Modelo Transversal de Sintomas do DSM-5
Narrow, W. E.; Clarke, D. E.; Regier, D. A. · 2013
Também conhecida como: DSM-5 Level 1
O Modelo de Sintomas Transversais do DSM-5 (Cross-Cutting Symptom Model) introduz uma abordagem dimensional e transdiagnóstica na avaliação psiquiátrica. A medida de Nível 1 é um instrumento de autorrelato de 23 itens que cobre 13 domínios de sintomas (depressão, ansiedade, raiva, mania, sintomas somáticos, ideação suicida, psicose, sono, memória, comportamentos repetitivos, dissociação, funcionamento da personalidade, uso de substâncias) que perpassam os diagnósticos categoriais. Foi desenvolvido como parte dos ensaios de campo do DSM-5 para complementar o diagnóstico categorial tradicional com avaliações dimensionais de gravidade.
Domínios sintomáticos transdiagnósticos (depressão, ansiedade, sofrimento relacionado ao estresse, etc.) utilizados por instrumentos de rastreamento alinhados ao DSM-5 como DASS-21 e PHQ-9.
- Fonte:
- American Psychiatric Association. (2013). Diagnostic and Statistical Manual of Mental Disorders (5th ed.).
Contexto Histórico
Desenvolvido durante o processo de revisão do DSM-5 (2007-2013) em resposta a décadas de críticas de que o diagnóstico categorial não captura a natureza dimensional da psicopatologia nem as altas taxas de comorbidade. As medidas transversais foram testadas em campo em 11 centros médicos acadêmicos nos Estados Unidos e no Canadá como parte dos Ensaios de Campo oficiais do DSM-5, representando a primeira tentativa sistemática da APA de integrar avaliação dimensional ao manual diagnóstico.
Construtos
Depressão
No sistema de sintomas transversais do DSM-5, a depressão é avaliada como uma dimensão sintomática transdiagnóstica que rastreia a presença e a gravidade do humor deprimido e da diminuição do interesse ou prazer em transtornos psiquiátricos, independentemente do diagnóstico principal (APA, 2013).

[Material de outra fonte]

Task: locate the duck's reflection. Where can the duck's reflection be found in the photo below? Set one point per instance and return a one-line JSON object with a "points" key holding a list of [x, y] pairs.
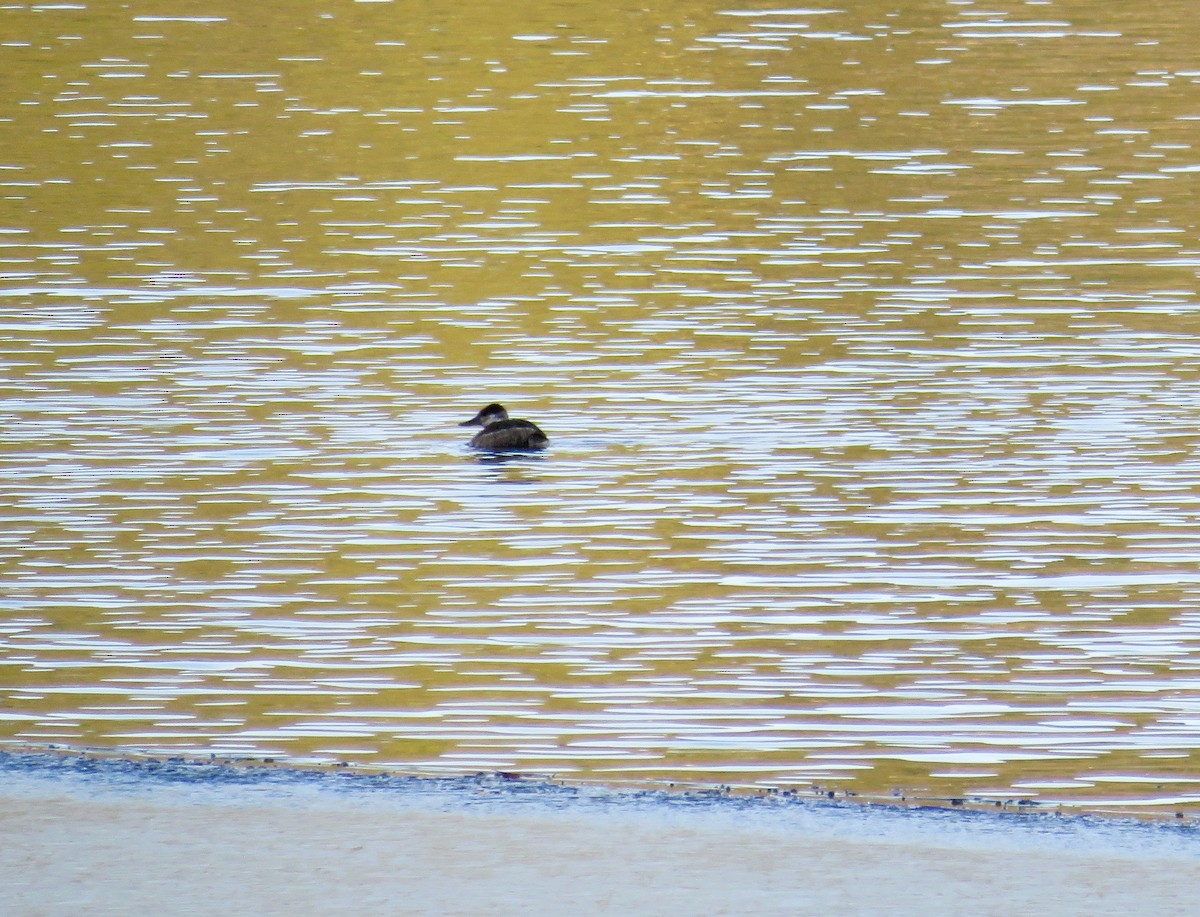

Como medida dimensional, captura a frequência de sintomas depressivos ao longo de um período de duas semanas para complementar o diagnóstico categórico e informar a tomada de decisão clínica sobre sintomatologia concomitante.
Ansiedade
No sistema de sintomas transversais do DSM-5, a ansiedade é avaliada como uma dimensão sintomática transdiagnóstica que rastreia a presença e a gravidade de preocupação, nervosismo e apreensão ansiosa em transtornos psiquiátricos, independentemente do diagnóstico principal (APA, 2013). Captura a frequência de sintomas relacionados à ansiedade para identificar sofrimento ansioso clinicamente relevante que pode coocorrer com qualquer condição principal e justificar avaliação complementar.
Estresse
No sistema de sintomas transversais do DSM-5, o sofrimento relacionado ao estresse é avaliado como uma dimensão sintomática transdiagnóstica que captura o fardo psicológico percebido, a tensão e a dificuldade de enfrentamento, rastreados juntamente com outros domínios para fornecer um quadro abrangente da sintomatologia psiquiátrica além do diagnóstico principal (APA, 2013). Essa abordagem dimensional reconhece que respostas de estresse clinicamente significativas frequentemente coocorrem com e modulam o curso de diversos transtornos mentais.
Instrumentos
Nenhum instrumento baseado nesta teoria ainda.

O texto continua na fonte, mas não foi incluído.